Durham University is undergoing a data centre consolidation and has eschewed cloud infrastructure due to the "lack of appropriately-equipped local providers" in the north east.
Chief Information Officer Dr Carolyn Brown discussed in a recent CIO Profile interview how the 200-year-old institution was undergoing a technology simplification across the university, with three data centres eventually replacing the 24 previously in use as the old IT 'fiefdoms' in each academic department are removed.
But Brown said that the university's needs, which included energy-efficient high-performance computing, meant outsourced cloud services were not the right fit for Durham.
"We have designed and are tendering for three data centres, one of them is for High Performance Computing," she said. "Extensive analysis and debate went into whether we could buy cloud services rather than host our own data centre - but the uniqueness of our HPC services, the cost impact of our obligation to pay VAT and the lack of appropriately-equipped local providers made outsourcing unfeasible."

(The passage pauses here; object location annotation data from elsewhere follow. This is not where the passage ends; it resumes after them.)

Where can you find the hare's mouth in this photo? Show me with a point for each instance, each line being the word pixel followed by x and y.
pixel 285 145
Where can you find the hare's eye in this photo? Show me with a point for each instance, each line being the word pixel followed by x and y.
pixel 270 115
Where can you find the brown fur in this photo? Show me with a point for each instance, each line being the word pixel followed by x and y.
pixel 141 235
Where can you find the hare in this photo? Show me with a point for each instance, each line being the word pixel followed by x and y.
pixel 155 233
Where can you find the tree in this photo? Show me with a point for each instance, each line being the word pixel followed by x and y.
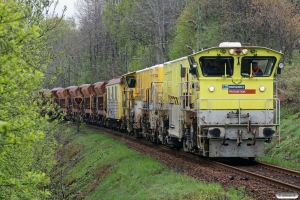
pixel 23 59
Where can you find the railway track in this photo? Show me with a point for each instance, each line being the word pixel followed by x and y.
pixel 282 179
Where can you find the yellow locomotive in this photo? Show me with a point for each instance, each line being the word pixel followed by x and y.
pixel 219 102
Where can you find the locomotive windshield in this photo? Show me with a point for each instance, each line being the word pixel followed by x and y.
pixel 216 66
pixel 261 66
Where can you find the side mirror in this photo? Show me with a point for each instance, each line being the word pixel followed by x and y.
pixel 280 66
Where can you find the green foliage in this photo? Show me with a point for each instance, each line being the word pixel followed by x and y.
pixel 93 166
pixel 23 143
pixel 287 153
pixel 290 83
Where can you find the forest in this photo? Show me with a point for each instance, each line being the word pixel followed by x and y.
pixel 40 49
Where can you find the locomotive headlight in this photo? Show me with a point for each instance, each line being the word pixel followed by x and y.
pixel 280 65
pixel 231 51
pixel 245 51
pixel 262 88
pixel 211 88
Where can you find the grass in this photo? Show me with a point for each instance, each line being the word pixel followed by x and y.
pixel 102 168
pixel 288 153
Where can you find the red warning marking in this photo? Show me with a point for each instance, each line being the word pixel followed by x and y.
pixel 246 91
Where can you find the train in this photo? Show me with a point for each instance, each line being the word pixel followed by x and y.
pixel 211 103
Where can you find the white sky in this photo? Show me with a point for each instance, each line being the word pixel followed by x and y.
pixel 70 12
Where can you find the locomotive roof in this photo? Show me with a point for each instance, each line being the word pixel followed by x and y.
pixel 229 45
pixel 70 87
pixel 114 81
pixel 55 89
pixel 148 68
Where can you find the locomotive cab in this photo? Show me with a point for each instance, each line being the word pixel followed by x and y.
pixel 237 108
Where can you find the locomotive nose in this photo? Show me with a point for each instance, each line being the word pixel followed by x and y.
pixel 268 132
pixel 215 132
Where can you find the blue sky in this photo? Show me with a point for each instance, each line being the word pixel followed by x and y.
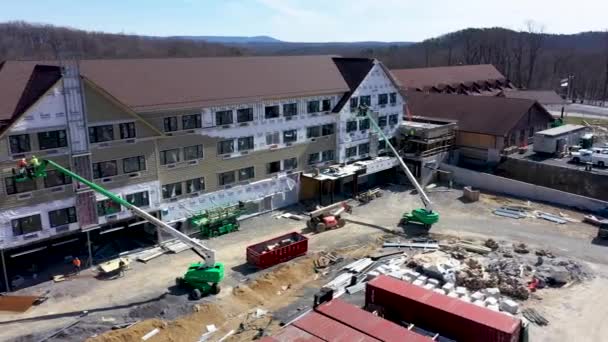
pixel 309 20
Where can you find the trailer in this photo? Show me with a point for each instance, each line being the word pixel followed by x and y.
pixel 277 250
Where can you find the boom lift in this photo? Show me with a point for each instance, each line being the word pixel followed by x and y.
pixel 202 278
pixel 424 216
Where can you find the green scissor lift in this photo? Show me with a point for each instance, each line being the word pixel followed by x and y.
pixel 202 278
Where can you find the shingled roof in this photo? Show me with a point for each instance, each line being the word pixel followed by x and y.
pixel 477 114
pixel 426 78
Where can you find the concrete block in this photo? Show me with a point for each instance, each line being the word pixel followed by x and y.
pixel 479 303
pixel 478 296
pixel 492 292
pixel 448 287
pixel 433 281
pixel 491 301
pixel 461 291
pixel 429 286
pixel 509 306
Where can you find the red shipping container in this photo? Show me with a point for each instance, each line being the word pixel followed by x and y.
pixel 327 329
pixel 367 322
pixel 260 255
pixel 450 317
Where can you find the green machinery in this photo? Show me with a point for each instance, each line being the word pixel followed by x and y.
pixel 201 278
pixel 424 216
pixel 218 221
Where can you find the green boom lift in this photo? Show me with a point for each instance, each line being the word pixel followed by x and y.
pixel 424 216
pixel 202 278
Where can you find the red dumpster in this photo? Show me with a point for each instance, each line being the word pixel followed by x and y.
pixel 277 250
pixel 450 317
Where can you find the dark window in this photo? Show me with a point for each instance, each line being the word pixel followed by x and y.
pixel 244 115
pixel 226 178
pixel 170 124
pixel 327 129
pixel 354 103
pixel 133 164
pixel 363 148
pixel 290 109
pixel 53 139
pixel 193 152
pixel 245 143
pixel 191 121
pixel 127 130
pixel 105 169
pixel 20 143
pixel 138 199
pixel 26 225
pixel 14 187
pixel 351 152
pixel 223 117
pixel 290 164
pixel 225 147
pixel 172 190
pixel 393 119
pixel 246 173
pixel 382 99
pixel 393 98
pixel 365 100
pixel 273 167
pixel 290 136
pixel 194 185
pixel 55 178
pixel 313 132
pixel 327 155
pixel 101 133
pixel 273 138
pixel 107 207
pixel 312 107
pixel 62 217
pixel 271 112
pixel 313 158
pixel 326 105
pixel 382 121
pixel 364 124
pixel 169 156
pixel 351 126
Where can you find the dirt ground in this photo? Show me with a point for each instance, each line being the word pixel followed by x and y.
pixel 572 312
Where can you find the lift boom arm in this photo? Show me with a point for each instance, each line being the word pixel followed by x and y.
pixel 206 253
pixel 428 205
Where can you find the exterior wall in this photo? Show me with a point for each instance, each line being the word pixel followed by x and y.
pixel 376 82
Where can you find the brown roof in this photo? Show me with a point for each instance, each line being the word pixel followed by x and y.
pixel 478 114
pixel 545 97
pixel 157 84
pixel 423 78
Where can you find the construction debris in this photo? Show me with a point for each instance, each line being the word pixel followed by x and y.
pixel 534 316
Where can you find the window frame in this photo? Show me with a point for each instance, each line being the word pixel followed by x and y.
pixel 59 141
pixel 199 148
pixel 242 112
pixel 220 115
pixel 170 124
pixel 97 168
pixel 269 114
pixel 18 142
pixel 70 217
pixel 141 164
pixel 163 156
pixel 129 129
pixel 187 120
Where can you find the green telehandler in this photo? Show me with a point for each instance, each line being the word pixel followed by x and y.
pixel 201 278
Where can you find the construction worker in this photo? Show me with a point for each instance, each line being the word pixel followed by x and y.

Brown said that the new data centres will have two petabytes of storage available through dynamic management that will move data further and further away, according to the usage ratio.
Durham decided to build the data centres itself because of its unique needs for high performance computing to serve the academics and pupils of data tech hungry students in science and engineering (and sometimes in the humanities).
"Very few outsourced services provide this, and none is as energy efficient as what Durham University can build in the north east," she explained.
CIO at the University of St Andrews, Steven Watt, said in 2014 that the relative remoteness of St Andrews meant cloud infrastructure was not an option for the 600-year-old university, which built a micro data centre on the site of an old squash court which could save as much as £1.4 million over 10 years against the sector average.